How would one go for a Stimulus in Morocco? We are already spending good money in public investments (Budget and State-managed companies put in 188Bn in investments for 2012) so perhaps we might consider some scheme to boost consumption; the Compensation Fund is already taking care of it, but not as efficiently as one might have hoped it to be, so a reform has to be included into the stimulus. The tricky part is to get other policy measures alongside the Compensation Reform, because it will harm growth and household consumption, and the latest HCP figures on that matter provide evidence to that effect. As for massive recruitment in the civil service, it will not do good, especially when the new civil service labour force is ill-suited to their selected job: is it enough to get more teachers and nurses, when quality is in higher demand?
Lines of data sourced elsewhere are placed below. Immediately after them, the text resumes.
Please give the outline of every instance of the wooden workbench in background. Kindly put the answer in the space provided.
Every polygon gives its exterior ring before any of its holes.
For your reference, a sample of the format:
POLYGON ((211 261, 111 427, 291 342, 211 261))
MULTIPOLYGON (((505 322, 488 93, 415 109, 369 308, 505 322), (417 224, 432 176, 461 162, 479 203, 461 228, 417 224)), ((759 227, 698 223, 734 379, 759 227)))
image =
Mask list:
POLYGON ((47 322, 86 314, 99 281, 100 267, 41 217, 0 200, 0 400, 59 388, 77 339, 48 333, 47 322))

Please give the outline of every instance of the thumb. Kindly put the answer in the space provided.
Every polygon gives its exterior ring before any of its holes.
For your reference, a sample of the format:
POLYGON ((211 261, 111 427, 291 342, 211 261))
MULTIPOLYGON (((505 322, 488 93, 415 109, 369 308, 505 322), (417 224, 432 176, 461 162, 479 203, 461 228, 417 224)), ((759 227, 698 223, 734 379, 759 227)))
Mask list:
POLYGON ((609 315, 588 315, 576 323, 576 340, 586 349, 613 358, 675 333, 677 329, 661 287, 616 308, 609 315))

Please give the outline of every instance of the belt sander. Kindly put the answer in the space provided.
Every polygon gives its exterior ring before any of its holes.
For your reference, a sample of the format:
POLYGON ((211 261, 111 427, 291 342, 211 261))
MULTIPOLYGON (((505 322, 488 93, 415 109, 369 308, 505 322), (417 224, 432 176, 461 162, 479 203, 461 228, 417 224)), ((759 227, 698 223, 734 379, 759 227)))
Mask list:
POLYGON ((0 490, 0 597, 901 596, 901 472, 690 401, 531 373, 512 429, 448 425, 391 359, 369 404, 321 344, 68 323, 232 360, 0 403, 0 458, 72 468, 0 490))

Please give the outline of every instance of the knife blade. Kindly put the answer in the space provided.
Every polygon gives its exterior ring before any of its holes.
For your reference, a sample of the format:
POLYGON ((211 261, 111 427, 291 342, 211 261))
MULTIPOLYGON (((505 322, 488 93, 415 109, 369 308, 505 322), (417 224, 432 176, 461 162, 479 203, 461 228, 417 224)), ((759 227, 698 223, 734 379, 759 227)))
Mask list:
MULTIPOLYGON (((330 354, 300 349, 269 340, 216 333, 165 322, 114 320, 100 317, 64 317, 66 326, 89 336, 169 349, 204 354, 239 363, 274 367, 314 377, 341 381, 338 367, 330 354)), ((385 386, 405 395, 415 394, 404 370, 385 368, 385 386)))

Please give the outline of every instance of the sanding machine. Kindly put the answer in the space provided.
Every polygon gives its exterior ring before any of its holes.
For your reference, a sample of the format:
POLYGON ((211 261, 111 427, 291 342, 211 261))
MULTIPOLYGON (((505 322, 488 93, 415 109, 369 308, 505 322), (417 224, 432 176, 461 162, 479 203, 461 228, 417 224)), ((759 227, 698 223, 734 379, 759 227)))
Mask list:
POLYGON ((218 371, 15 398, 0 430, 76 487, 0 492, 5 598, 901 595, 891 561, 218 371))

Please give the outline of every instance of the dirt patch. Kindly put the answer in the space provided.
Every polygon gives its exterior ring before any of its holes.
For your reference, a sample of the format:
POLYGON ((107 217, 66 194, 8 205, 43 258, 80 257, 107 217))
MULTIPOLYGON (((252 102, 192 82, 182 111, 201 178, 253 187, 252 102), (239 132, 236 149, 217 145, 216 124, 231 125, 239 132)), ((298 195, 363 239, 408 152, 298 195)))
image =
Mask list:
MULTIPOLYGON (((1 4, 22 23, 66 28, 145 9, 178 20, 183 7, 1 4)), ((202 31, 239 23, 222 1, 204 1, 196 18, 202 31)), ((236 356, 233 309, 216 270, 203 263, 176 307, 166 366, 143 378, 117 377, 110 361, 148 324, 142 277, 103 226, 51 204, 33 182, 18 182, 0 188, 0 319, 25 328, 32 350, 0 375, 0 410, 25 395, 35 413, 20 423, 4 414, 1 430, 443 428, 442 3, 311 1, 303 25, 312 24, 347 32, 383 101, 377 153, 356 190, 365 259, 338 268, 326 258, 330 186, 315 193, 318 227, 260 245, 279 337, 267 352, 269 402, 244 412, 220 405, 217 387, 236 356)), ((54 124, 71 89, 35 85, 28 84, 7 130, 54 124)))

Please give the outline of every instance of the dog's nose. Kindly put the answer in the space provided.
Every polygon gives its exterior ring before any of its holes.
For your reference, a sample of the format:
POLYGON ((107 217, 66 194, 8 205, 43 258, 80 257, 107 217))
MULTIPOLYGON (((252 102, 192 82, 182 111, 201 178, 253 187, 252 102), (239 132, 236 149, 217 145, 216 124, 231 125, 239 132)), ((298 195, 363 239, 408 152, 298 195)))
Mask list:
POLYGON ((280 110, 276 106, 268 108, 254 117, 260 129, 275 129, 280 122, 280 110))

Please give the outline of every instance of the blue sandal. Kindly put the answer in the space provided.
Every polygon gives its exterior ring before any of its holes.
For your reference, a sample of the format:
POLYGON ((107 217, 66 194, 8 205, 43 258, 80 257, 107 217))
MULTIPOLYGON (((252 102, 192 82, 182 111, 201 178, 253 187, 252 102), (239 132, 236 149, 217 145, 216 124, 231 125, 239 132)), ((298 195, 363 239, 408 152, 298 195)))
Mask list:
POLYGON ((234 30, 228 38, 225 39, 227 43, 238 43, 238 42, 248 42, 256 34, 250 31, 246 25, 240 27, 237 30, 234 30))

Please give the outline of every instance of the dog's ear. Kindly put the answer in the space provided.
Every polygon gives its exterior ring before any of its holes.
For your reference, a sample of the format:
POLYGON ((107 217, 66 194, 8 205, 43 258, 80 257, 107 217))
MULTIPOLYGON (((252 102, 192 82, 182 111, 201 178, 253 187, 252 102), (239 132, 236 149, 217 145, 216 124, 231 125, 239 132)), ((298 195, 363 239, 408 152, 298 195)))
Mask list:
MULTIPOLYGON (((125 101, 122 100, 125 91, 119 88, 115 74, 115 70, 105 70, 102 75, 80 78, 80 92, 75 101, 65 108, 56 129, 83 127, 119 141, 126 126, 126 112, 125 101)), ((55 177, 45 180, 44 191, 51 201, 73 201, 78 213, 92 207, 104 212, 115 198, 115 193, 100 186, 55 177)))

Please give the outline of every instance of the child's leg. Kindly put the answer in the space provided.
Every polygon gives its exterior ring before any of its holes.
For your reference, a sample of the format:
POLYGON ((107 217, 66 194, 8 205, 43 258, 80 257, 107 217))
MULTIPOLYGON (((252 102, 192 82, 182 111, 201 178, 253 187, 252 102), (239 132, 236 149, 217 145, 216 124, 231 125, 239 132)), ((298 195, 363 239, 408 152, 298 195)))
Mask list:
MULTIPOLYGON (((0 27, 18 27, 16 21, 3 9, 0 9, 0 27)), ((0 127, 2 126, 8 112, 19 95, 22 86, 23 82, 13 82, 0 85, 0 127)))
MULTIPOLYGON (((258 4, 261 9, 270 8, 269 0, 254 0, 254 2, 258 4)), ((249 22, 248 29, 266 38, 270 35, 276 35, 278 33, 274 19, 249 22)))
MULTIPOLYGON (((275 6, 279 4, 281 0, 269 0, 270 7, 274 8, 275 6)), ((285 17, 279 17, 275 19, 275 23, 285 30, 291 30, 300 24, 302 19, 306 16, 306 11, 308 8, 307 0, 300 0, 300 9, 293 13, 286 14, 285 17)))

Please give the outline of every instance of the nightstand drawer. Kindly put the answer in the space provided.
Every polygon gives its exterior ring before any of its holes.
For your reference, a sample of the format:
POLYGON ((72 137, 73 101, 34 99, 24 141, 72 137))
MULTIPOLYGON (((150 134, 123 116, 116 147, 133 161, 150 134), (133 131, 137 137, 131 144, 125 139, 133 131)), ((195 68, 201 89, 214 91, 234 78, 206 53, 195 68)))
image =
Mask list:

So tax cuts are the way to go, specifically on distortionary taxes, like VAT and/or Income tax, which means there are 81Bn to be cut, with perhaps a targeted 31Bn worth of various taxes and duties on imports; on the other side of the balance sheet, potentially 50Bn, the Compensation Fund have to be cut one way or the other. Let us suppose this tax cuts-based stimulus wants to go back to direct fiscal pressure observed in the early 1990s, which means there are 2.07% worth of tax cuts to be enacted, 17Bn that is. This means 2,554dhs worth of tax cuts on average to Moroccan households, and that contributes a full percentage point to output in 2012, close to 4% GDP. The remaining .8% (to get to potential output) can be scrapped somewhere, surely, but it cannot go beyond 2014.

Unfortunately, I cannot go on about what a Stimulus-based budget policy can do, but it seems to me the exogenous factors from Morocco’s commercial partners are best matched with structural reforms, and these are better served in an austerity-based government program.